Just one week after the New York-based News Corp acquired Investor’s Business Daily, it has announced a deal by its HarperCollins book publishing division to buy HMH Books & Media, based in Boston, US, for $350m cash from parent company Mifflin Harcourt. HMH had revenues of $191m in 2020 and earnings of $27m (a 13x multiple).
It has a catalogue of over 7,000 titles and is particularly strong in children’s books, literary fiction and lifestyle publishing, including Lord of the Rings. Other core properties of HMH Books & Media include the Peterson Field Guides, which cover topics ranging from birds to fish to wildflowers; lifestyle titles from Martha Stewart; and the Carmen Sandiego franchise.
HarperCollins expects cost savings of up to $20m for the combined business which will have revenues of $2bn.
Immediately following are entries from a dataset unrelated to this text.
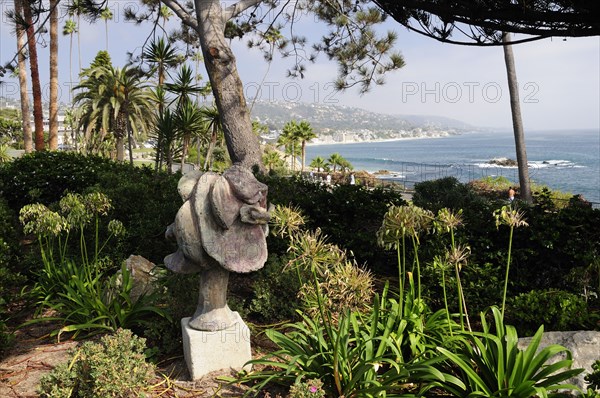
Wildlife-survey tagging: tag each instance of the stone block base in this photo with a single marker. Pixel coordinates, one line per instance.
(206, 351)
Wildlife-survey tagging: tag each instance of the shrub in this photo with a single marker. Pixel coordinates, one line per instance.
(593, 379)
(82, 292)
(146, 201)
(348, 214)
(113, 367)
(307, 389)
(555, 309)
(490, 364)
(446, 192)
Both these latest deals indicate that News Corp is looking to expand through select acquisitions after a period of slim-down with sales of non-core business including the coupon business News America Marketing and the video-advertising platform Unruly.
News Corp shares have risen sharply, almost trebling in the past year.
The HMH deal marks the second sale of a well-known publisher in recent months. Bertelsmann, owner of Penguin Random House last year beat HarperCollins to buy Simon & Schuster from ViacomCBS. for $2bn. It is still subject to regulatory review in the US and UK.
The HarperCollins acquisition underlines the book publishing sales growth provided by the pandemic during 2020 after years of no growth. In the six months ended 31 December, HC revenue increased by 18% to $1bn, and EBITDA increased by 56% to $175m – some 23% of the News Corp total. In addition to the rising sales of books and audiobooks, the pandemic has also driven up back-catalogue values, hence the HMH deal. For the three months ended Dec 31, digital sales represented 18% of HC revenues.
The revenue growth was evidentin every category wit h the success of titles such as Didn’t See That Coming by Rachel Hollis, The Happy in a Hurry Cookbook by Steve Doocy, The Greatest Secret by Rhonda Byrne and Code Name Bananas by David Walliams.
The general strength of book publishing is further underlined by the UK’s £240m Bloomsbury Group whose share price has increased by 34% over the 12 months of the pandemic.
News Corp – whose flagship newspapers in the US, UK and Australia are scarcely profitable (just $44m of EBITDA in the six months to Dec. 31) – continues to look very under-valued at some $14.5bn: its 61.6% share of Australia’s REA property digital may account for some 60% of the total market cap.
Many different strategies – short of an unlikely, complete breakup of News Corp – would seem possible.
Almost nobody believes that Rupert Murdoch (who celebrated his 90th birthday last month) will de-merge or divest the group’s capex-hungry consumer newspapers despite (or, perhaps, because of) the fact that they are almost certainly cash-negative in aggregate. The recent Australian deal to secure annual “news subsidies” of some tens of millions of dollars from Facebook will help, of course. But the deal is believed only to be for three years, which might just prompt some action in the meantime.
The short-cut to another big payday for the Murdoch family, though, could be the sale of Dow Jones, publisher of the Wall Street Journal whose $1.7bn revenue/ $214m EBITDA might produce a valuation of some $6-7bn. Bloomberg could be first in the line for an auction or a pre-emptive deal.
However, the $1.1bn-revenue property digitals in the US and Australia, with $345m EBITDA, might be worth yet more than Dow Jones. In either case, News Corp could decide to de-merge the operations and distribute the shares to existing shareholders.
Even after its latest shopping spree, it is difficult to believe that News Corp won’t decide to cash in something, sometime. Its snowballing broadcasting plans in the UK (radio now, TV soon) and strategies for the expansion of Fox News (owned separately by the Murdoch-controlled Fox Corp) may prompt some kind of reorganisation and/or acquisition. Before the $71bn bonanza sale of 21st Century Fox to Disney in 2019, Rupert Murdoch had seldom been a seller. Now, anything can happen.